Requires FFTW library to compile
How to make it work in XCode on the mac
https://ndworkblog.wordpress.com/2016/11/13/installing-fftw3-on-mac-for-use-in-xcode/
Manipulating individual frequency bins after performing FFT allows for a lot of flexibility in the ability to shape the timbre of a certain sound. I initially created a pureData patch where I implemented a spectral delay by writing the output of rfft~ onto separate buffers, then applying a delay to the bins. This created a very interesting effect of what sounded like stars falling from the sky. The input audio is stored into neighbouring bins, in case it doesn’t fit in the bin size and when these neighbouring bins are played in different times, theres an attenuation in amplitude for certain bins, which creates an interesting effect. My goal was to use this idea to implement a phase vocoder using JUCE, which determines its pitch shifts using information from previous bins, sounding ghostly and somewhat spooky.

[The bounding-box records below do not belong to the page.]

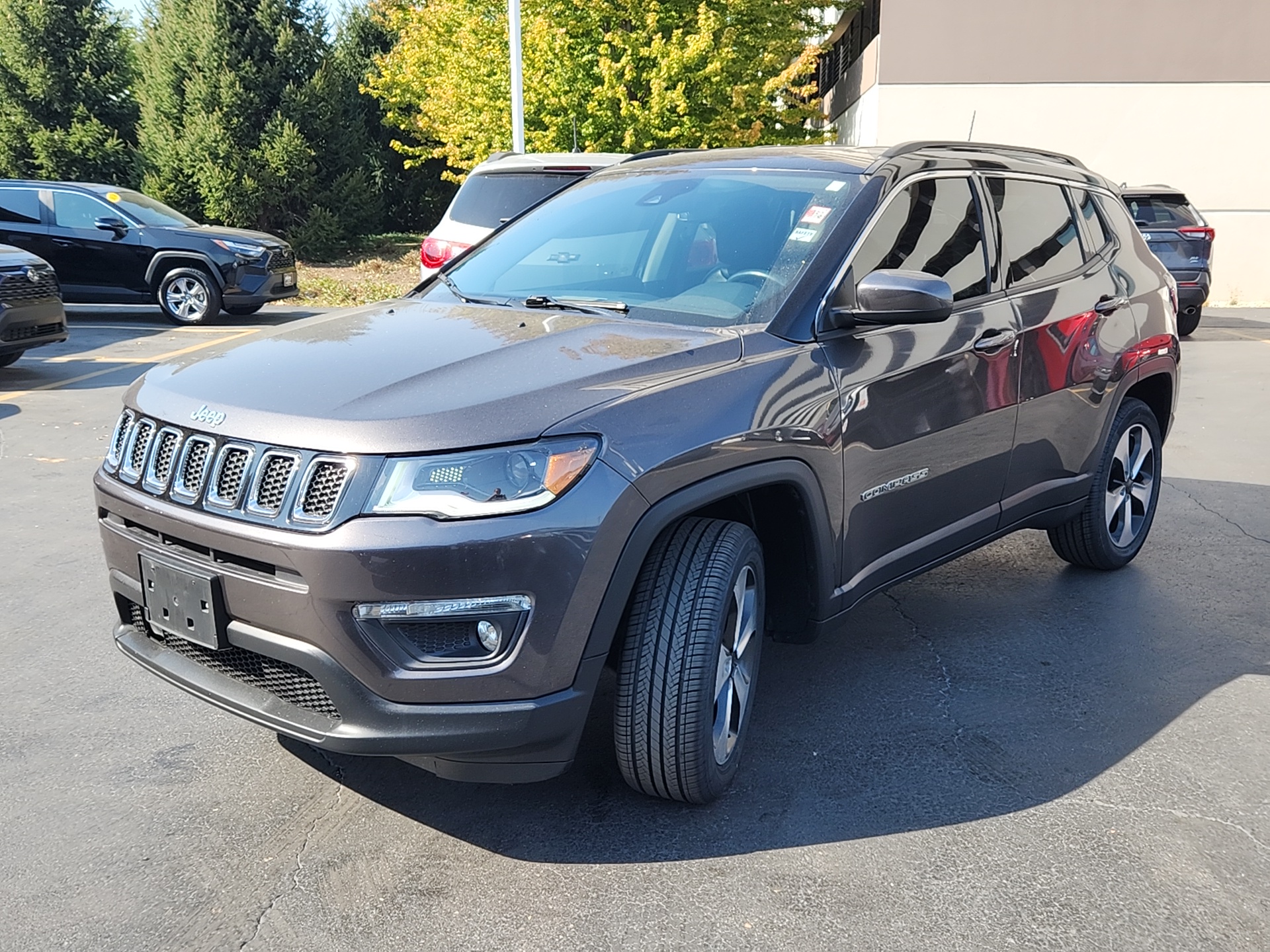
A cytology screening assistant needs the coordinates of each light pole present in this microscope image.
[507,0,525,152]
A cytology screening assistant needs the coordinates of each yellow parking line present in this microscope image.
[0,327,259,400]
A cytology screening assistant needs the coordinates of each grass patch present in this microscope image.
[282,232,424,307]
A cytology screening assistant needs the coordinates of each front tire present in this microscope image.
[613,518,763,803]
[1049,397,1161,571]
[1177,307,1204,338]
[157,268,221,325]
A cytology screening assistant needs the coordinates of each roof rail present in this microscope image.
[878,139,1085,169]
[618,149,701,165]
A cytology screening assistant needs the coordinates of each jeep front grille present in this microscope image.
[119,420,155,483]
[247,451,300,516]
[207,444,251,509]
[171,436,214,502]
[294,457,353,522]
[127,600,341,721]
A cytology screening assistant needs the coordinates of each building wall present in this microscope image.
[827,0,1270,303]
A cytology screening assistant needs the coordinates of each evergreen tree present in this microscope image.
[0,0,137,184]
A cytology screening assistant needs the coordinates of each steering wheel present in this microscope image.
[728,268,785,287]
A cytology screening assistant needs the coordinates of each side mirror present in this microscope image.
[826,269,952,330]
[93,217,128,237]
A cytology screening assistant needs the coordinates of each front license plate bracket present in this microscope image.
[141,555,229,649]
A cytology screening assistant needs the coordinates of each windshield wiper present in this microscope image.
[436,272,511,307]
[525,294,631,313]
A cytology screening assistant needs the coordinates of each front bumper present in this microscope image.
[0,297,69,354]
[97,463,646,782]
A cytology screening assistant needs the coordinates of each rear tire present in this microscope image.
[156,268,221,325]
[613,518,763,803]
[1177,307,1204,338]
[1049,397,1161,571]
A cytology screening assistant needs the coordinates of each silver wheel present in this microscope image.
[163,277,211,321]
[1105,422,1156,548]
[714,565,758,766]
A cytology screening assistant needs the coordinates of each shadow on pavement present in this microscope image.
[280,480,1270,863]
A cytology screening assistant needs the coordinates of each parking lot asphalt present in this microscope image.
[0,309,1270,952]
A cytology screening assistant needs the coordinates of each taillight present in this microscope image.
[419,237,471,268]
[1177,225,1216,241]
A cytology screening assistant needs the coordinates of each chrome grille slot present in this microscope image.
[171,436,214,502]
[142,426,181,493]
[105,410,136,469]
[207,443,254,509]
[292,456,356,523]
[119,420,155,483]
[246,450,300,516]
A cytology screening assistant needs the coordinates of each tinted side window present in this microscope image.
[851,178,988,301]
[450,173,578,229]
[987,178,1085,287]
[0,188,40,225]
[1072,188,1111,257]
[54,192,118,229]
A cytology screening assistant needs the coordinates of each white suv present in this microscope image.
[419,152,630,279]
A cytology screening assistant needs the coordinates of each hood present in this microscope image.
[127,301,740,453]
[157,225,290,247]
[0,245,48,268]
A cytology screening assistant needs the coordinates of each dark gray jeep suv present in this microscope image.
[97,142,1179,802]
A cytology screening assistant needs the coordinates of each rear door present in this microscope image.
[48,189,149,303]
[823,174,1017,604]
[0,185,48,258]
[986,177,1136,524]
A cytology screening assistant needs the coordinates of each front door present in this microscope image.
[824,177,1017,607]
[47,189,149,303]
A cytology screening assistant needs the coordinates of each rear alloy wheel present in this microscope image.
[159,268,221,324]
[613,518,763,803]
[1177,307,1204,338]
[1049,397,1161,570]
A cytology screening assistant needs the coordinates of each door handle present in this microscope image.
[974,327,1017,350]
[1093,294,1129,313]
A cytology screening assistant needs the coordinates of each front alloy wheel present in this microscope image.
[613,518,763,803]
[159,268,221,324]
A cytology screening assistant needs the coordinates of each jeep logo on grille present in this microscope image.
[189,404,225,426]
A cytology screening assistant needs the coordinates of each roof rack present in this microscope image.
[878,139,1085,169]
[620,149,701,165]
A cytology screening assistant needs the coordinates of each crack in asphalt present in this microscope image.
[1068,797,1270,852]
[1164,480,1270,546]
[237,749,344,952]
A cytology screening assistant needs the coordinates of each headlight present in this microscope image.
[212,239,264,258]
[366,436,599,519]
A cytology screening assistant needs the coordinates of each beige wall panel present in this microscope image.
[880,0,1270,83]
[876,84,1270,302]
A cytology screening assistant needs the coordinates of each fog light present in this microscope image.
[476,619,503,651]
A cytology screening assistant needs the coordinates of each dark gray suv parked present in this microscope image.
[95,142,1179,802]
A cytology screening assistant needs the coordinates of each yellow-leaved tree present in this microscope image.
[367,0,826,180]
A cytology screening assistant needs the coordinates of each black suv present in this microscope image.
[0,179,298,324]
[95,142,1179,802]
[1120,185,1216,338]
[0,245,66,367]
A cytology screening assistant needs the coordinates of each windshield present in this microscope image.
[425,169,861,326]
[94,188,198,227]
[450,173,578,229]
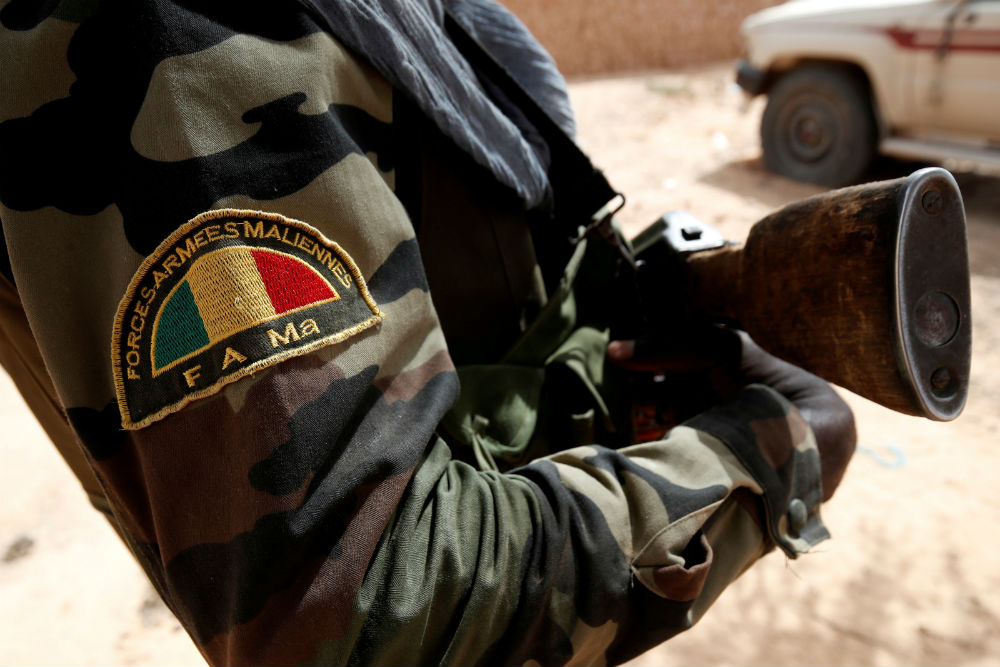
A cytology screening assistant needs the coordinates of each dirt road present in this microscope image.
[0,66,1000,665]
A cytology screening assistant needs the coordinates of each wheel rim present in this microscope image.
[782,103,837,162]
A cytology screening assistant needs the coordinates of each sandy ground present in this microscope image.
[0,66,1000,665]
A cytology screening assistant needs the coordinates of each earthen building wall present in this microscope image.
[500,0,778,76]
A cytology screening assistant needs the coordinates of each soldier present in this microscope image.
[0,0,854,664]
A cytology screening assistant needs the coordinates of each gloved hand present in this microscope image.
[608,329,857,501]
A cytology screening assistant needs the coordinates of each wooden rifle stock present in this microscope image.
[636,168,971,421]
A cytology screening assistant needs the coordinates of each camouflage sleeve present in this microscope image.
[0,0,825,664]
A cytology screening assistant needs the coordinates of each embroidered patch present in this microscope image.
[111,209,385,429]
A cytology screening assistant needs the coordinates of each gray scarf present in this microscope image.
[302,0,575,207]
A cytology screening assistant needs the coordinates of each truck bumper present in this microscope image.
[736,60,767,97]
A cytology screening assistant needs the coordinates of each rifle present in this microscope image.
[632,168,972,421]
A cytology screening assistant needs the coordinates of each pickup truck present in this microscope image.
[736,0,1000,187]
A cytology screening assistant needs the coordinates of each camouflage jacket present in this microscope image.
[0,0,826,664]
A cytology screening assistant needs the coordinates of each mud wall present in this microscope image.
[500,0,778,76]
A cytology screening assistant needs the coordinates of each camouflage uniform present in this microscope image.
[0,0,826,664]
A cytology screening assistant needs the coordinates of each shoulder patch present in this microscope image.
[111,209,385,429]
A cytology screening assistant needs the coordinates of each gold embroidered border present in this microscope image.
[111,208,385,430]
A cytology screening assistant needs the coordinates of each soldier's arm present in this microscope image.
[0,3,825,664]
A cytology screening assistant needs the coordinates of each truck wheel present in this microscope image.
[760,65,878,187]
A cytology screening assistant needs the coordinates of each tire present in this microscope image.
[760,65,878,187]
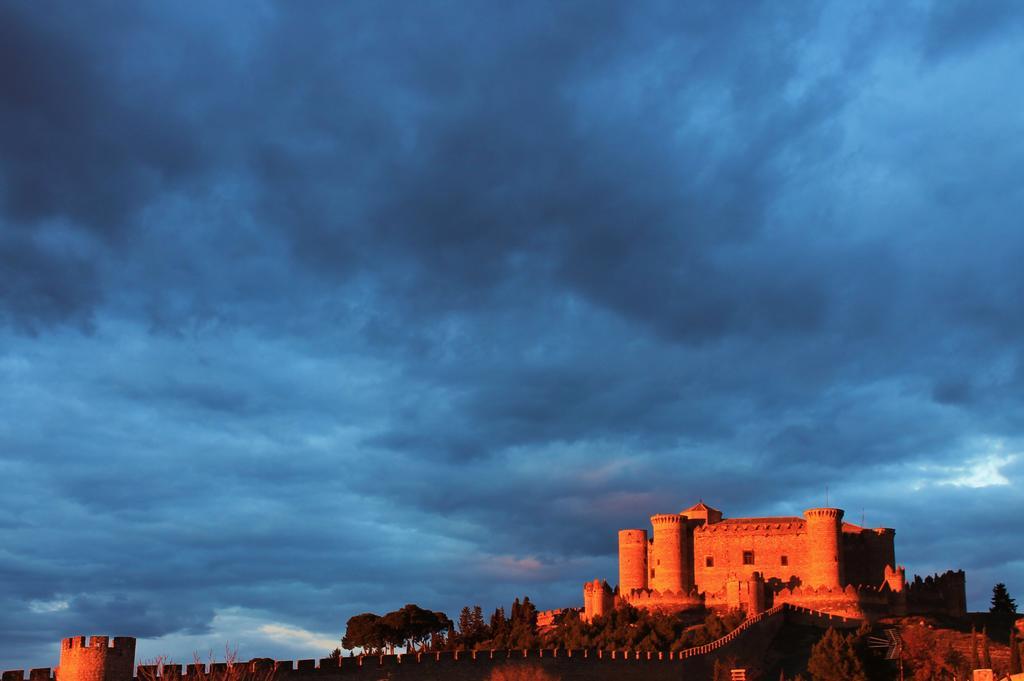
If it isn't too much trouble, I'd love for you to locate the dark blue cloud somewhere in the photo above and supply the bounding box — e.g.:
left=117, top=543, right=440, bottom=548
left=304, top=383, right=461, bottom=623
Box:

The audio is transformed into the frequency domain using the fftw3 library. In the frequency domain, the amplitude data and the phase data are stored in two separate buffers. A Multi-tap delay is implemented which causes the buffers to read from a previous real and imaginary output of the FFT and stores this information in the current instance of the buffers. The delay is an integer multiple of the FFT size therefore the delay causes the delay buffer to read values of bins from previous FFT frames. This causes the current frequency bin to have values from bins from previous frames, resulting in multiple pitches being heard and causing an effect similar to a pitch shift. The delay is applied separately to the phase and magnitude buffers, although the value of the delay is the same for both. Before performing IFFT, it is important to note when using fftw3, the second half of the output values is the conjugate of the first half, therefore it is important to keep the frequency domain symmetric. After performing IFFT, the signal is brought back together through overlapping and adding and is then normalised in accordance to the number of overlaps. Higher number of overlaps require larger attenuations.
The plug-in consists of three parameters, dry mix, wet mix and spectral delay. The dry mix and wet mix determine how much of the original signal is played back as compared to the processed signal. The spectral delay parameter determines the period of a sine wave with the equation:
period[i] = 52sin(i/(fftTransformSize/specDelay))+52
This equation is then used to determine the period for a cosine wave with the equation:
delayArray[i] = 105cos(i/(fftTransformSize/period[i]))+105
The output of the cosine wave is stored in an array which determines the amount of delay for each individual bin. This is done this way as modulating the amount of delay for each individual bin produces a more dynamic change in the spectral contents of the signal. The signals are shifted and scaled so that the delay doesn’t exceed 2500ms. 4 overlaps are used and the delay buffer length is 10000, therefore that maximum delay possible would be 10000/4 = 2500ms. The GUI design is fairly straightforward, it consists of: combo boxes to let the user choose hop size, window type and FFT size, the sliders discussed previous and a spectrogram displaying spectral information about the audio output. The spectrogram was an essential component as it allows the user to analyse the affect of the plug-in on their audio as they are manipulating it. The spectrogram works by sending FFT data of the output audio onto an array, which is then rendered as an image using the JUCE class spectrogramImage.